Myers didn't want to undergo surgery during the season and considered taking cortisone shots and pitching through the pain, but he listened up when the doctor told him he could face hip replacement surgery in the future if he tried to put off the surgery:
"When he told me today that there's a chance, if I do the cortisone shot, you could mess the labrum up more, wear the cartilage down more. A cortisone shot may relieve some of the pain and pressure, but it's not going to relieve the popping and the clicking and the locking up of the hip. I was like, 'I can get through that. I've went through that pretty much the whole year.' But he also told me, 'You can hurt your arm possibly because you'll lose strength in your hip, and you won't be using your lower half to throw the ball.' I'm like, 'That makes sense, too. Is there any way away from surgery?' He's like, 'No, regardless of whether you finish pitching this year or get it now, it's going to have to be done, and if you tear it even more or mess it up even more, in five or 10 years, there's a possibility of a hip replacement.' So, I was like, 'Uh, can we go now?' I mean, it's not painful to walk or anything like that, so I didn't think it was anything serious."

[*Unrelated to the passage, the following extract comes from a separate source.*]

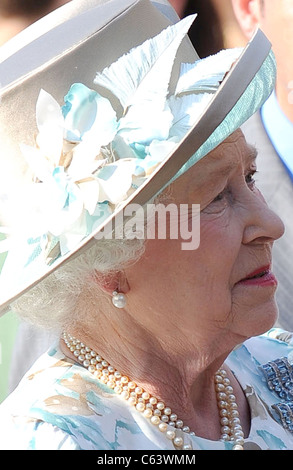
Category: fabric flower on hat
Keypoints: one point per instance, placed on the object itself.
(89, 157)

And Will Carroll discusses the shoulder strain which arose in late September:
The biggest concern for any pitcher returning from injury is a change in mechanics that leads to additional or even just different stresses on the arm. A strain is usually caused by fatigue, but can also be caused by overexertion. Myers is coming off a hip surgery that no pitcher has had, so he was in uncharted territory from the get-go. The Phillies believe they caught this early, but there's no way to tell if Myers can make it back. They're keyed to the postseason, but they'd like to see at least a cameo before putting him on their playoff roster.
My thoughts? This sounds like Myers has a pretty decent chance of recovering and pitching closer to his old form. The games early last season probably were not indicative of Myers' ability, given the increased pain from the hip injury. Myers' performance at the end of last season also probably was not indicative of his ability, because he returned to the team after surgery on an aggressive schedule. Returning to the starter role next season should give Myers more time to recover from serious surgery, and probably is more in line with the expected time required to return to playing baseball. Admittedly, the fact that Myers may have changed his mechanics and strained muscles around his shoulder after his return in September is troublesome, but as Carroll notes, the Phillies think they caught that issue in time. Hopefully, that issue is not a lasting one, and Myers and Arnsberg can pay close attention to his mechanics in the spring. That fact that Myers has been quite durable prior the hip injury has to be a positive factor for returning to his prior level of performance.